External Affairs Minister SM Krishna said ahead of his trip that India had given "more than adequate" evidence.
Pakistan must address India's "terrorism related concerns", he said.
Mr Krishna is due to hold talks with his Pakistani counterpart Hina Rabbani Khar on Saturday.
The Mumbai attacks claimed 166 lives. Nine gunmen were also killed.
India blamed the attacks on Pakistan-based militants and broke off peace talks. The talks resumed last year and relations have been steadily improving.
In 2009, Pakistan arrested and charged seven people, including suspected mastermind Zaki-ur-Rehman Lakhvi, who is alleged to head the Pakistan-based militant group Lashkar-e-Taiba. But the trial has not made much headway.
'Don't expect much'
Correspondents say there are no high expectations from the foreign minister's visit.
On Thursday, even Mr Krishna said the Indian government did not expect too much from his upcoming visit to Pakistan.

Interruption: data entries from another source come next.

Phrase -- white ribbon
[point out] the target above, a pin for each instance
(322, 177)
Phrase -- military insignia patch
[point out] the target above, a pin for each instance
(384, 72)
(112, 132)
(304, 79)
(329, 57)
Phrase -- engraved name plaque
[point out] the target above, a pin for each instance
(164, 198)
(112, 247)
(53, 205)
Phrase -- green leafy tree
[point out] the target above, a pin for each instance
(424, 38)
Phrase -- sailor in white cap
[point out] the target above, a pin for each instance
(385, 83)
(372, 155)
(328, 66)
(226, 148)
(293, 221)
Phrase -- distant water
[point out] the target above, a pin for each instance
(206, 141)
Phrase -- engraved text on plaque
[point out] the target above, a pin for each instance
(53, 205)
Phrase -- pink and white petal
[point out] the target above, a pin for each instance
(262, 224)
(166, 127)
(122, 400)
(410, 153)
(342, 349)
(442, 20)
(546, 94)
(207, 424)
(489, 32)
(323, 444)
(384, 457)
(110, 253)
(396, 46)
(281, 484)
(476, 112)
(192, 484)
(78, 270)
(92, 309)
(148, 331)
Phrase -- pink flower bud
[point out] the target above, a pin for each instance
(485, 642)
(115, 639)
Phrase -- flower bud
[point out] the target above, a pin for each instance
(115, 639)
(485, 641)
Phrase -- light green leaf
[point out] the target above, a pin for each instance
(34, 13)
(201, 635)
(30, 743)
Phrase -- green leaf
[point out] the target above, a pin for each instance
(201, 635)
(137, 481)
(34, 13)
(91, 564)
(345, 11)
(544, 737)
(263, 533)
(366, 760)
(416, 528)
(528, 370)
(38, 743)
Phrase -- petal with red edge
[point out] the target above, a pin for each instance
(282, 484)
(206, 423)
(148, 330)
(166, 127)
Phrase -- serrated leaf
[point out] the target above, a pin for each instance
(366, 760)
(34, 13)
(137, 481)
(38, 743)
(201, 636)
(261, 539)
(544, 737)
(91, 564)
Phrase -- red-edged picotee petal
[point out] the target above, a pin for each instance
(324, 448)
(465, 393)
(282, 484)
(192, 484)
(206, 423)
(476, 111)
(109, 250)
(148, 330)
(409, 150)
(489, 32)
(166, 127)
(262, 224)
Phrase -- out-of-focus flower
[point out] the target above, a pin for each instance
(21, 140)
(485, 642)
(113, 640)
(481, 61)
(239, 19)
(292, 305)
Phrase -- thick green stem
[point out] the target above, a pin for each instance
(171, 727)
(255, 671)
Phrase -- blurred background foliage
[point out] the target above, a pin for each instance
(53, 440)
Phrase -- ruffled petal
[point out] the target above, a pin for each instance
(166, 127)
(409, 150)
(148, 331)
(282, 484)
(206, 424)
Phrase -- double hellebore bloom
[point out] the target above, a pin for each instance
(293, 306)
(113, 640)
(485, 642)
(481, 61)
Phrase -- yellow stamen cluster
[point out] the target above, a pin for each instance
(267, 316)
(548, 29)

"We don't expect too much from my visit to Pakistan. It is only an intention of the government of India and the people of India to have normal relations with our neighbour," Reuters quoted Mr Krishna as saying.
During the visit, the two sides are expected to review the progress made in the peace process so far and to chalk out the path ahead, reports said.
The countries are likely to sign a new liberalised visa agreement which is expected to boost people-to-people contact.
Mr Krishna said he would also urge Pakistani authorities to pardon and release Indian national Sarabjit Singh who is on death row in Pakistan.
Relations between the two countries have been fraught over the past several decades and the neighbours have fought three wars since 1947.